Yeah, that's murder. Why she decided to murder a guy isn't terribly relevant, she straight up murdered Tuvix.

[–] [email protected] 3 points 10 months ago (1 children)

Absolutely it's murder, but she murdered a non-Federation citizen with good cause, which is what I'd expect a Captain to do

[–] [email protected] 3 points 10 months ago (1 children)

Oof, yeah, I definitely would disagree there! That's the antithesis of the Federation and Starfleet's ideals.

[–] [email protected] 3 points 10 months ago* (last edited 10 months ago) (1 children)

It's the opposite of their ideals, but it seems real in line with their practices (with the possible exception of Picard who is some sort of scrupulous perfectionist at least after season 1)

[–] [email protected] 3 points 10 months ago (1 children)

Think we'll have to agree to disagree here.

[–] [email protected] 3 points 10 months ago

That's fine yeah!

[–] [email protected] 2 points 10 months ago* (last edited 10 months ago) (1 children)

What if you could save two of your friends by killing a sentien, self-aware alien that is trying to kill them? What makes their lives more valuable than random alien mook #49. In this case it's the justice and motivation that justifies the ends.

PS: And yeah it's still wrong to murder tuvix but very "primitive human" to sacrifice one to save their own tribe (see quark in little green men). But her real crime was insisting to return to the alpha quadrant instead of settling somewhere safe and build a second federation.

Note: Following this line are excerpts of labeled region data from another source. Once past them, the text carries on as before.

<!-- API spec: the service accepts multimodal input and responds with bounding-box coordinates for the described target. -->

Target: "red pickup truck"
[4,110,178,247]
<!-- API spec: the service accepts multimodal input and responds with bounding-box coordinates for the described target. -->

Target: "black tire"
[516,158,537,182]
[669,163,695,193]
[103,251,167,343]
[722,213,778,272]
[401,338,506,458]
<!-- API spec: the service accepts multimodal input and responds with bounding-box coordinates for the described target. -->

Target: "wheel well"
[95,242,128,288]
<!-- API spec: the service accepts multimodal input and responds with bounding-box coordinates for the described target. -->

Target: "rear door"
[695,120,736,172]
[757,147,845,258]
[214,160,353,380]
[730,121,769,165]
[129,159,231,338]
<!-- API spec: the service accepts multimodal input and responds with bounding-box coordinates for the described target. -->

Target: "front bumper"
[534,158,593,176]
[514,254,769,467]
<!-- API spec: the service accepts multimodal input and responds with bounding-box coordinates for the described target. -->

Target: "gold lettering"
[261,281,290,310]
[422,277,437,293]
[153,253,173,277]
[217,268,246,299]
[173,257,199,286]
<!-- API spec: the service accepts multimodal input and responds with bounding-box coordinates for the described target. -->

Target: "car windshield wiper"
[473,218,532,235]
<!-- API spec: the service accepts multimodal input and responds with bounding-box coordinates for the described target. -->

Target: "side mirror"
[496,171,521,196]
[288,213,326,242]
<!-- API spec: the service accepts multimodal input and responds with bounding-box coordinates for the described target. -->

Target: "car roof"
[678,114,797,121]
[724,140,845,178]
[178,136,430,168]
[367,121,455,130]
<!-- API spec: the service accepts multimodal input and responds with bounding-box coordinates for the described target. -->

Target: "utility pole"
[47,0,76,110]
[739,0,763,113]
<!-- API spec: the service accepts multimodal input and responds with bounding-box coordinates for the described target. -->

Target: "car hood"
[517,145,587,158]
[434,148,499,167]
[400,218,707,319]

[–] [email protected] 1 points 10 months ago* (last edited 10 months ago) (1 children)

False analogy.

  1. No one was trying to kill Tuvok and Neelix, they were already dead. Victims of a tragic transporter accident which unfortunately ended their lives, with the additional result of a completely different individual coming into existence. Which brings me to

  2. Tuvix isn't a belligerent, he is a complete innocent. He bears zero responsibility for the manner in which he came to be, he simply exists and, like every other living, rational being, wishes to continue existing.

Janeway's actions were not a matter of defense of others by killing an enemy who was threatening them, they were a ritual sacrifice of an innocent as a dark offering to return her dead back to life. The fact that her means was technological rather that magical doesn't change the fact that she murdered an innocent person to bring back two people who were already dead.

[–] [email protected] 2 points 10 months ago

a ritual sacrifice of an innocent as a dark offering to return her dead back to life

Haha I love that. It would have been awesome if Tuvix "mental energy" would have reappeared later to haunt the ship and take possession of various ship systems to kill Janeway. Mostly by coffee.

[–] CosmicTurtle 10 points 10 months ago

Given all of the issues that the federation has seen with transporters, I am shocked that they are even allowed to be used at all.

[–] HeyThisIsntTheYMCA 4 points 10 months ago

Fewer mouths to caffeineate.

[–] RizzRustbolt 9 points 10 months ago

She murdered her way into this, and by God, she's going to murder her way out of it.